Sunday, March 22, 2015

What is 'sharenting' and should we be worried by it?

Pretty much everyone knows what the phrase "Charlie bit me" relates to. Uploaded to YouTube in 2007, the clip of an English toddler and his baby brother is the most viewed viral video in the world (excepting professional music videos). But has the success of this and similar clips encouraged parents to over share their children's exploits on social media? According to a new report, three quarters of parents have witnessed episodes where this "sharenting" trend has gone too far.

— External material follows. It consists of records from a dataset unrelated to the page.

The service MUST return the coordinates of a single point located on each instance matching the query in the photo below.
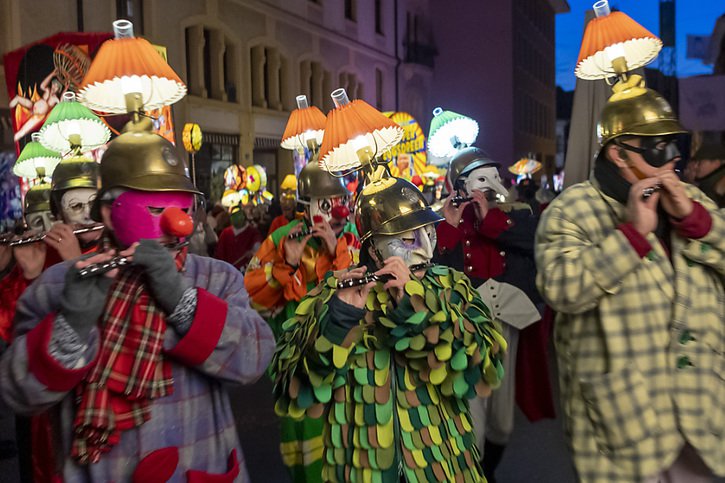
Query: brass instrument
(118, 261)
(371, 277)
(26, 240)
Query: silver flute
(306, 230)
(26, 240)
(371, 277)
(117, 262)
(647, 192)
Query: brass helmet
(71, 173)
(390, 206)
(634, 110)
(465, 161)
(144, 161)
(37, 199)
(313, 181)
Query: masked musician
(240, 241)
(492, 242)
(287, 202)
(632, 261)
(389, 365)
(289, 263)
(131, 361)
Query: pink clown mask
(136, 215)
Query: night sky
(695, 17)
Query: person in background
(633, 263)
(288, 265)
(709, 171)
(287, 202)
(240, 241)
(492, 242)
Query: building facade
(245, 61)
(502, 74)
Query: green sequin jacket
(394, 389)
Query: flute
(41, 236)
(371, 277)
(117, 262)
(647, 192)
(459, 200)
(301, 234)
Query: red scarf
(131, 369)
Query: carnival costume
(391, 380)
(276, 288)
(132, 365)
(639, 326)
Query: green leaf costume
(394, 389)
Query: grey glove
(83, 300)
(164, 279)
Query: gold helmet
(634, 110)
(465, 161)
(315, 182)
(144, 161)
(72, 173)
(390, 206)
(37, 199)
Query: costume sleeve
(516, 229)
(312, 355)
(227, 339)
(574, 273)
(705, 246)
(31, 379)
(449, 236)
(446, 334)
(12, 287)
(221, 249)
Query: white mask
(414, 247)
(484, 179)
(75, 205)
(323, 207)
(39, 220)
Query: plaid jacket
(639, 339)
(227, 341)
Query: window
(379, 16)
(350, 10)
(210, 63)
(131, 10)
(379, 89)
(269, 78)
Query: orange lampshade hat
(305, 123)
(614, 44)
(126, 65)
(355, 133)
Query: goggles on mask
(655, 150)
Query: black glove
(83, 300)
(165, 281)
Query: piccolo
(41, 236)
(647, 192)
(118, 262)
(459, 200)
(300, 234)
(371, 277)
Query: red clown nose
(175, 222)
(340, 212)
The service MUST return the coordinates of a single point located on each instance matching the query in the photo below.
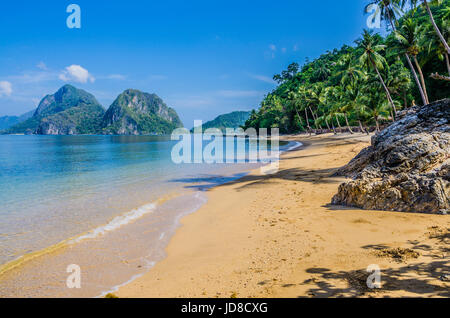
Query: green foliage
(345, 86)
(135, 112)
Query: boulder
(407, 166)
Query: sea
(105, 205)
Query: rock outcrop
(407, 166)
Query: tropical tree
(427, 4)
(388, 9)
(408, 39)
(372, 59)
(432, 42)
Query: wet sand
(278, 236)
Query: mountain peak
(135, 112)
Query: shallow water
(115, 201)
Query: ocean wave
(117, 222)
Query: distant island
(73, 111)
(231, 120)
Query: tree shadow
(243, 181)
(418, 279)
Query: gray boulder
(407, 166)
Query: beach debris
(398, 254)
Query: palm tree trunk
(360, 127)
(405, 102)
(448, 64)
(307, 122)
(388, 94)
(421, 90)
(421, 79)
(299, 117)
(348, 126)
(444, 42)
(339, 124)
(408, 59)
(376, 122)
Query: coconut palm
(388, 10)
(372, 59)
(427, 4)
(432, 42)
(408, 41)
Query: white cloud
(118, 77)
(35, 77)
(76, 73)
(239, 93)
(5, 88)
(263, 78)
(41, 65)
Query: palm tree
(427, 4)
(388, 9)
(372, 59)
(408, 38)
(433, 43)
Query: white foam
(117, 222)
(296, 145)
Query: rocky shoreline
(407, 166)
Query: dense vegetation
(68, 111)
(366, 84)
(72, 111)
(230, 120)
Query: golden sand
(277, 236)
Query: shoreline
(277, 236)
(25, 263)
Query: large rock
(407, 166)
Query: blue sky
(204, 58)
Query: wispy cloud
(5, 88)
(34, 77)
(262, 78)
(117, 77)
(239, 93)
(41, 65)
(76, 73)
(157, 77)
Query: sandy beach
(277, 236)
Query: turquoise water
(58, 187)
(114, 200)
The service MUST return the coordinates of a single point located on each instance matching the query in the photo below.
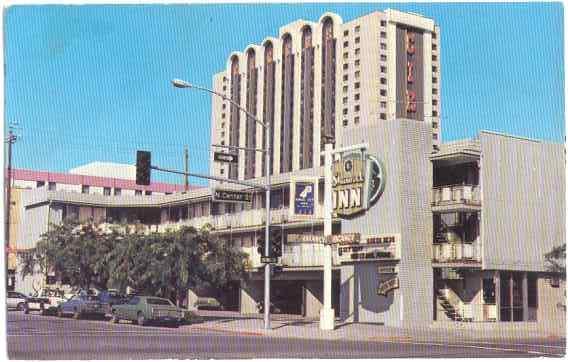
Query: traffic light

dad taking a selfie with baby
By the time children are old enough to use social media themselves, many of them already have an established online identity created for them by their parents.
Although most of us find videos and photos of kids doing funny things cute or entertaining, the researchers behind the report, the University of Michigan (U-M) C.S. Mott Children's Hospital National Poll on Children's Health, note a dark side to sharing this kind of information about children online.
For instance, there is an extreme phenomenon called "digital kidnapping," which involves strangers hijacking online images of children and presenting them as being their own children within their social media - often creating elaborate, fictitious parallel lives for these children.
Another potential risk is more prosaic, but no less damaging - cyberbullying. For instance, the report authors refer to the news in 2013 of a Facebook group notorious for making fun of "ugly" babies.
Indeed, by the time children are old enough to use social media themselves, many of them already have an established online identity created for them by their parents.
As Sarah J. Clark, associate director of the C.S. Mott Children's Hospital National Poll on Children's Health and associate research scientist in the U-M Department of Pediatrics, explains:
"Sharing the joys and challenges of parenthood and documenting children's lives publicly has become a social norm so we wanted to better understand the benefits and cons of these experiences. On one hand, social media offers today's parents an outlet they find incredibly useful. On the other hand, some are concerned that oversharing may pose safety and privacy risks for their children."
Clark and colleagues found that parents found social media useful as a way of getting advice from more experienced parents. Almost 70% of the parents in the study said they used social media in this way.
In particular, the following were popular topics the parents taking part in the poll reported discussing online:
  • Getting kids to sleep (28%)
  • Nutrition and eating tips (26%)
  • Discipline (19%)
  • Daycare/preschool (17%)
  • Behavior problems (13%).

Social media helps parents to 'feel less alone'

Nearly three quarters of parents said social media helped them to feel less alone. But although 62% of parents said this use of social media for parenting advice helped them to worry less, nearly two thirds of parents reported being concerned that strangers would learn private information about their child or share photos of them.
Three quarters of parents said they knew parents who "over shared" - behavior which can include posting inappropriate photos, making information public on their child's identity and location or simply posting embarrassing content.
More than half of the parents were worried that their child might be embarrassed by what was being shared when they get older. Indeed, just a few months into their new found fame, the mother of the "Charlie bit me" boys told British newspaper The Telegraph that they were already embarrassed by the attention they were receiving.
"These networks bring parents together in ways that weren't possible before, allowing them to commiserate, trade tips and advice, share pride for milestones and reassure one another that they're not alone," Clark says.
And yet the potential remains for "sharing" and "over sharing" to become easily blurred, Clark acknowledges:
"Parents may share information that their child finds embarrassing or too personal when they're older but once it's out there, it's hard to undo. The child won't have much control over where it ends up or who sees it."